Hayata dair her şey geçmiştir. Bedenler, hareketler, olaylar, düşünceler ve bunlar gibi duygular da geçmiş zamana aittir. Bir duyguyu dönüştürmek için dikkatle odaklanabilen bir zihne ihtiyaç vardır. Dikkatle odaklanmak en kaba tabiriyle ana gelmek ve madde illüzyonuna yani zamana yönlendirilen varlık enerjisinin toparlanması demektir. Odaklanma içe doğrudur. Zihin, bu meditatif halde sınırlandırıcılarından kurtulur ve duygu, bu sessizlik anında saf bir şekilde gözlemlenebilir. Meditatif zihin, geçmiş ile an arasındaki bağlantı noktasıdır ve dönüşüm zihnin bu aşamasında başlar. Ardından duyguya alan açılır, duygu kabul edilir ve ayrıştırılmadan benimsenir. Duyguyla tıpkı bir çocuk gibi diyalog kurulması ve yargılamamak dönüşümü için gereklidir.

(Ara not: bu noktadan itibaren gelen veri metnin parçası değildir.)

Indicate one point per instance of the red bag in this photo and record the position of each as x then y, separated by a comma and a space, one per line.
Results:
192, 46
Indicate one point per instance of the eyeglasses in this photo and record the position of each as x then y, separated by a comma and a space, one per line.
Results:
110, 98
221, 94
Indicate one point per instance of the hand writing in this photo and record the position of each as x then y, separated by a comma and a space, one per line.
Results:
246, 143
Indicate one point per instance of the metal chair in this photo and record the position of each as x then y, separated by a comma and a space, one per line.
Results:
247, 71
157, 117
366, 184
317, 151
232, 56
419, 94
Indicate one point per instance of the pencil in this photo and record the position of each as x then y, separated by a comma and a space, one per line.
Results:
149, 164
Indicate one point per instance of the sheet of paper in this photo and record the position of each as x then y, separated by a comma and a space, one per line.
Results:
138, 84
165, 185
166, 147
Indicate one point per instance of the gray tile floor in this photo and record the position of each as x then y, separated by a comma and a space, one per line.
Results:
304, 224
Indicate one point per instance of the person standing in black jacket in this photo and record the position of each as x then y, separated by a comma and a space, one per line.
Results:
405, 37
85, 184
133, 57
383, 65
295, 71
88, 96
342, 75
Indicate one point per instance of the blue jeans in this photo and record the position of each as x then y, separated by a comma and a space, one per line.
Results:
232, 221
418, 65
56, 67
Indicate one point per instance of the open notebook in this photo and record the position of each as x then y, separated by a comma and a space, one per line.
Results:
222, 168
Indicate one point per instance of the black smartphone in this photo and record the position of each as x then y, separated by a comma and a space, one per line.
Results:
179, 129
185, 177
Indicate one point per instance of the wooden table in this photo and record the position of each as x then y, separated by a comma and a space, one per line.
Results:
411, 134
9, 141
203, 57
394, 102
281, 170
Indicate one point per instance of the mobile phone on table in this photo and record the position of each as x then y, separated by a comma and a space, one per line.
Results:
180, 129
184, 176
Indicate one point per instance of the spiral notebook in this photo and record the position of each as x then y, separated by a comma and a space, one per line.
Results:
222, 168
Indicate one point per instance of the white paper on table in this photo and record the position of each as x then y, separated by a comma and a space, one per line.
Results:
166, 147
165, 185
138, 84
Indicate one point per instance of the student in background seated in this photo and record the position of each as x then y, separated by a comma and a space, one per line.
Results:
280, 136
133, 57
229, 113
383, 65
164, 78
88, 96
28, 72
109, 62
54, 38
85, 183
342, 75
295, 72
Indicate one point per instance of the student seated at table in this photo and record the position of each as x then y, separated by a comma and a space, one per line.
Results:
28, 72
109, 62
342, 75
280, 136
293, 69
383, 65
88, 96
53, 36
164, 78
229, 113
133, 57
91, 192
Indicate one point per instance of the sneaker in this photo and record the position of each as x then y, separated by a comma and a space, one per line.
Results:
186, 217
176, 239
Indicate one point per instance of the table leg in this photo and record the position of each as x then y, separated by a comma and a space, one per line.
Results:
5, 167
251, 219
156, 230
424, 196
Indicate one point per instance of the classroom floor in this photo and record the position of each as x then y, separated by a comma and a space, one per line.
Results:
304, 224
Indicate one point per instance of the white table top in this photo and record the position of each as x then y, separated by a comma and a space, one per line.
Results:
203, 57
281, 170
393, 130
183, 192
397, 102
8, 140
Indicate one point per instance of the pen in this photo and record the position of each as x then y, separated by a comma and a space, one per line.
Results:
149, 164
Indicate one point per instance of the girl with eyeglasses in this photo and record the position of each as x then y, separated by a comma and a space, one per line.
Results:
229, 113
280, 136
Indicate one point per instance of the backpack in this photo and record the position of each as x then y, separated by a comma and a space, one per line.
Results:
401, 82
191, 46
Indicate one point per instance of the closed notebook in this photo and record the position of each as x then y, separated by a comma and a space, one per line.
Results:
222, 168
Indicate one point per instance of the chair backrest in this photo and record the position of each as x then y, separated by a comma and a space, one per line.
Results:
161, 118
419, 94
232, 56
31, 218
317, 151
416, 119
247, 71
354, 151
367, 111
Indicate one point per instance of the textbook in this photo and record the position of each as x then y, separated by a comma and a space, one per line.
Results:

Duygu, varlığın enerji alanında yükselir, bedenine yayılır ve varlığı dönüştürücü etkiye sahip kıymetli tesirler içerir. Duygunun varlık üzerindeki hakimiyeti zamanın yani maddenin hakimiyetidir. Tesirlerinin içselleştirilmesi ve ayrıştırılmadan benimsenmesi ise varlığı maddeye hakim konuma getirir ayrıca enerji kaybını da engeller. Bilincin kaynağı olan bu arketipsel gücü deneyimleyerek ona alan açmak, kendini bilme yolundaki varlığın evrim basamaklarını tırmanmasını sağlar.
Geçmişin ancak içinde bulunulan anda dönüştürülebileceği unutulmamalıdır.